How do you save for a house deposit?

  • Budgeting – To save money, and to show lenders you can afford your repayments, you may need to cut down on some costs. One idea is to look at regular outgoings that you could live without - gym membership, magazine subscriptions, multiple satellite channels or even just daily branded café lattes on the way into work. It can all add up - so a budget calculator or spreadsheet could help you keep an eye on your savings.
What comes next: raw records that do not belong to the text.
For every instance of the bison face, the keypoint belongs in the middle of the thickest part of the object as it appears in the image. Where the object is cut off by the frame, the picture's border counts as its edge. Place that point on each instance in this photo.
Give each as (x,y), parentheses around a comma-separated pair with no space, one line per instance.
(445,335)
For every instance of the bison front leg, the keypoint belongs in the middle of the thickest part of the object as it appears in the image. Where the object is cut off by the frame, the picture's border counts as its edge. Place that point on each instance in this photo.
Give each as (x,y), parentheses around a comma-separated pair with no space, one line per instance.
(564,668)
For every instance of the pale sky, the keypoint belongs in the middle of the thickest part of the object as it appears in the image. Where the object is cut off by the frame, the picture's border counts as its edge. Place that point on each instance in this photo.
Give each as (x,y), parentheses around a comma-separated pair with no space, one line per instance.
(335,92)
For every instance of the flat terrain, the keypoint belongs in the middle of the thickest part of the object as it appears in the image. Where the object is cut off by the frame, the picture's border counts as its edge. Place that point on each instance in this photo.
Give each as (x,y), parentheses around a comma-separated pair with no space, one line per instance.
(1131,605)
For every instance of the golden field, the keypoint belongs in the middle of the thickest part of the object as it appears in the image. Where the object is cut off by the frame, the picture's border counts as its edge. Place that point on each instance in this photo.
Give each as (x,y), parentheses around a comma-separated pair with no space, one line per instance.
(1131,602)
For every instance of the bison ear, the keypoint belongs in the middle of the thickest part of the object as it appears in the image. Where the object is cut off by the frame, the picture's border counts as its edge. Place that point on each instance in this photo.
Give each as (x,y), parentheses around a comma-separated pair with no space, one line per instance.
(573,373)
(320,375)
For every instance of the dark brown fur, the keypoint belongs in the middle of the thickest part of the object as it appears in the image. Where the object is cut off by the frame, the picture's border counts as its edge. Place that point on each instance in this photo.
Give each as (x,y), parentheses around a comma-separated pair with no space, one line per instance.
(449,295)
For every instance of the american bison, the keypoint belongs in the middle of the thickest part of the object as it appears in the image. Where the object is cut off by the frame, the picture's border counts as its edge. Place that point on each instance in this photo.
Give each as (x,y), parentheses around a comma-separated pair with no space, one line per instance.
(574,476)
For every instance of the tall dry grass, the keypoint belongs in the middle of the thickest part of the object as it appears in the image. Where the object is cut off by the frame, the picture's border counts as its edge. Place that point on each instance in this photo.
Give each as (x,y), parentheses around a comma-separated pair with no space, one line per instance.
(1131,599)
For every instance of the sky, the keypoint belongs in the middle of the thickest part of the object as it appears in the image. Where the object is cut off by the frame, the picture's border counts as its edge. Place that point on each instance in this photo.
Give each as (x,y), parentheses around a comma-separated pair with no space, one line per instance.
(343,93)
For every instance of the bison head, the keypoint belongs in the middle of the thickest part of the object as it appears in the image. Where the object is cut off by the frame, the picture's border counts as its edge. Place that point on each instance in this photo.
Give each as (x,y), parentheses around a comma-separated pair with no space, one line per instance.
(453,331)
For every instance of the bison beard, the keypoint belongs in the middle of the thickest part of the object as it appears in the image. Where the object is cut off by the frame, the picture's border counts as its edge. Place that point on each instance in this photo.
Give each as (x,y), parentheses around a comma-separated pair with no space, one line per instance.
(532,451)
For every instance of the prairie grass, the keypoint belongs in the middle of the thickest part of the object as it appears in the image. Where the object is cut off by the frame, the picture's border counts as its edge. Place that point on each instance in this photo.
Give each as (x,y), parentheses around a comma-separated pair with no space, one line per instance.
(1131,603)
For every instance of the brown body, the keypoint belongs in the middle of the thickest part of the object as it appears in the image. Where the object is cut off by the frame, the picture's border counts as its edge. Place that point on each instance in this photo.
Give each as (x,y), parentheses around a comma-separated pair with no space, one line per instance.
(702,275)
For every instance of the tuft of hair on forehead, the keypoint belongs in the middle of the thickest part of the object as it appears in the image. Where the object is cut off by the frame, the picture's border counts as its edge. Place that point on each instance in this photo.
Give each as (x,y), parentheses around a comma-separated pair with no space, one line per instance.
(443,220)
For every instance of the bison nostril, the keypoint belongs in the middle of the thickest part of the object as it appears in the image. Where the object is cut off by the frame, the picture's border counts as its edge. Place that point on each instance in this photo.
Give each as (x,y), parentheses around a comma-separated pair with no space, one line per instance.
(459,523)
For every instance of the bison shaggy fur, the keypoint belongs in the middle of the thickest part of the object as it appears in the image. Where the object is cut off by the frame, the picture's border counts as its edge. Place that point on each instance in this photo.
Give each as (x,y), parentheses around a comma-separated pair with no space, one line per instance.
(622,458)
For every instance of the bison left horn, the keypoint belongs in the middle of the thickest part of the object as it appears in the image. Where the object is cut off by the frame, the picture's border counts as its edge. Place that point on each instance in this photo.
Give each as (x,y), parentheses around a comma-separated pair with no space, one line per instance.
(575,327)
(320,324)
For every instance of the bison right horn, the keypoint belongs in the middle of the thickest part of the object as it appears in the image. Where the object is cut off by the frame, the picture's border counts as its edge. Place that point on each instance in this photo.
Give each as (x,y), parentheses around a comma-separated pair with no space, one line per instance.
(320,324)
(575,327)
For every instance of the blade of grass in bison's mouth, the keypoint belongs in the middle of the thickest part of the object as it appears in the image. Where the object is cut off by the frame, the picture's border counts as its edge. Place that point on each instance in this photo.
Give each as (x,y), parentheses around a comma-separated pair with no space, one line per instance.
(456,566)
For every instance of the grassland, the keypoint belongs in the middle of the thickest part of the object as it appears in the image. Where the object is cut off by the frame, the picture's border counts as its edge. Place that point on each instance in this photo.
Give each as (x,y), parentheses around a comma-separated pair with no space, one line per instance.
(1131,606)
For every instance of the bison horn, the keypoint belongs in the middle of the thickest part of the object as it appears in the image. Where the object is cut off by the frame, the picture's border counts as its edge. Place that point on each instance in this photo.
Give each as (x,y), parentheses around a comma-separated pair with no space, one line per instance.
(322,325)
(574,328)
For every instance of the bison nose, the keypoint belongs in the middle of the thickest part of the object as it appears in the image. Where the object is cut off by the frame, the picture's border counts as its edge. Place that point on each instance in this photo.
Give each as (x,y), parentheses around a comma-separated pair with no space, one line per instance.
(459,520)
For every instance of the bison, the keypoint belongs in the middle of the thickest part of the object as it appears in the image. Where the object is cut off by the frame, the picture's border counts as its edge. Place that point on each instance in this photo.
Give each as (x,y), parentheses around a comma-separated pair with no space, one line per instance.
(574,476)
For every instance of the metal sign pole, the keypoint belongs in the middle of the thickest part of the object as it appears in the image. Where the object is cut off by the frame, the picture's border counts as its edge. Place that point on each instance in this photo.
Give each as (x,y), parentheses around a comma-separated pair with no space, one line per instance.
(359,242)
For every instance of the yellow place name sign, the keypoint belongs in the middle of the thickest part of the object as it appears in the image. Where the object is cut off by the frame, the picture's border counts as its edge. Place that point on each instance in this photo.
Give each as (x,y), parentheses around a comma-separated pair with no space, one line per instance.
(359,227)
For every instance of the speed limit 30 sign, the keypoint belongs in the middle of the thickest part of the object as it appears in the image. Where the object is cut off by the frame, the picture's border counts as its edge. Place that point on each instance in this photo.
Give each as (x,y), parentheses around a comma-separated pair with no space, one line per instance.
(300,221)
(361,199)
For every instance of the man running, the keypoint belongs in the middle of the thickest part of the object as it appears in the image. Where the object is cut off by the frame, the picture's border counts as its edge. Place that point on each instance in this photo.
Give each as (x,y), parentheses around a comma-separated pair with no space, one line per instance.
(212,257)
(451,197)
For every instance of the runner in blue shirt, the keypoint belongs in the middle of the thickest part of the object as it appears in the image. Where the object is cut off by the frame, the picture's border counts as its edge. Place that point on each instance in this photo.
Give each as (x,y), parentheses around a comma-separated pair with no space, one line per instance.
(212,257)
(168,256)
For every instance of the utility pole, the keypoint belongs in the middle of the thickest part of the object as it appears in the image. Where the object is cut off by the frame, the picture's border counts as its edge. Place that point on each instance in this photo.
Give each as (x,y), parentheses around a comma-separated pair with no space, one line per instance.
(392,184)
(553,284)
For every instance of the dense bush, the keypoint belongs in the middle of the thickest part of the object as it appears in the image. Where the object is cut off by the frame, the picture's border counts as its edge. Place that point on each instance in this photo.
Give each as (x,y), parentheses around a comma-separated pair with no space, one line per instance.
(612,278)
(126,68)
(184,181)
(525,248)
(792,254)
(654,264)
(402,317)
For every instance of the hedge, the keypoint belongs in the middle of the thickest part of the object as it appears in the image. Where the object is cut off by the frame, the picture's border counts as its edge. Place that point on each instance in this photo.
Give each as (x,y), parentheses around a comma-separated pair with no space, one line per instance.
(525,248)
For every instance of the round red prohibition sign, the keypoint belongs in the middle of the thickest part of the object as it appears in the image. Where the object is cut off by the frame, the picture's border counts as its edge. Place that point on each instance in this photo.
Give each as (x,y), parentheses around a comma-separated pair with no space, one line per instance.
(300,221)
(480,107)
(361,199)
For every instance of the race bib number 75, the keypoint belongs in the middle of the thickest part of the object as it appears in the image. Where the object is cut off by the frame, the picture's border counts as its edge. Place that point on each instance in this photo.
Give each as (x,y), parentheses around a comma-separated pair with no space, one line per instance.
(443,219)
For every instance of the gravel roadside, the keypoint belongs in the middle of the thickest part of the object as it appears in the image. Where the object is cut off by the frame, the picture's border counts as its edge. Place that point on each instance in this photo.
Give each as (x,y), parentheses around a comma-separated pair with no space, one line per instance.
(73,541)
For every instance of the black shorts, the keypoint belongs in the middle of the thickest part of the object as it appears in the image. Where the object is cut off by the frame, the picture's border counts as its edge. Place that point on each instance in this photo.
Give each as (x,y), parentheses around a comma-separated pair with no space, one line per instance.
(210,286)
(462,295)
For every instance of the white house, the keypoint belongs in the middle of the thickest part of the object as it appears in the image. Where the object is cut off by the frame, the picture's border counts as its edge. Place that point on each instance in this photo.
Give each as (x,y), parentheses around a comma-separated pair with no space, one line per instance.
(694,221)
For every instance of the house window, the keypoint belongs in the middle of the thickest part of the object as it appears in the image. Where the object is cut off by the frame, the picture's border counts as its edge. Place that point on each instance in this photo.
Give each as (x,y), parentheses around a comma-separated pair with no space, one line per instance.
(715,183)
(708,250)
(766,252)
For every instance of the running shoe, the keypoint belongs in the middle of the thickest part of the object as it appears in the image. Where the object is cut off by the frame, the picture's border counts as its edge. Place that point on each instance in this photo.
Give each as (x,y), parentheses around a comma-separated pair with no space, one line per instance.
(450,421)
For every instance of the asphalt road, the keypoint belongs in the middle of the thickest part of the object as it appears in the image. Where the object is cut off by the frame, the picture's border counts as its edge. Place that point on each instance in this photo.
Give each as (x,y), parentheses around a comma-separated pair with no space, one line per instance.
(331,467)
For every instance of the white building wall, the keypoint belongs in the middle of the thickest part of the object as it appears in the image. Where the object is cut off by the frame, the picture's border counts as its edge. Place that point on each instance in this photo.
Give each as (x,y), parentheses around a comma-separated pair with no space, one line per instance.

Some renters even decide to go home to their parents for a few months to help save some more for a deposit.
  • Help to Buy ISA – If you can save up to £200 a month, the government boosts your savings by 25%, up to a maximum of £3,000. The Help to Buy ISA needs as little as a 5% deposit, with an equity loan or mortgage guarantee.
  • Lifetime ISA – This has a higher annual maximum contribution (£4,000) and gives interest from day one, with a bonus of 25% at the end of the tax year.

5 risks of getting a 100% mortgage

  • As with all mortgages, you may lose your home if you can’t keep up with the monthly payments.
  • No deposit usually means higher interest rates.
  • Falling house prices could lead to negative equity, when you owe more than the actual value of your home.
  • If you have a guarantor, their own home may be used as security, meaning they could lose it if they can’t help you keep up with the repayments.
  • You may have to pay a Mortgage Indemnity guarantee (MIG) premium, an insurance to protect the lender against loss if you default.

How your credit score could help you find a mortgage deal

The kind of mortgage you can get depends on how lenders see you. Their criteria can vary, but checking your Experian Credit Score – which is based on the information in your Experian Credit Report – can give you an idea of how the lender may see you.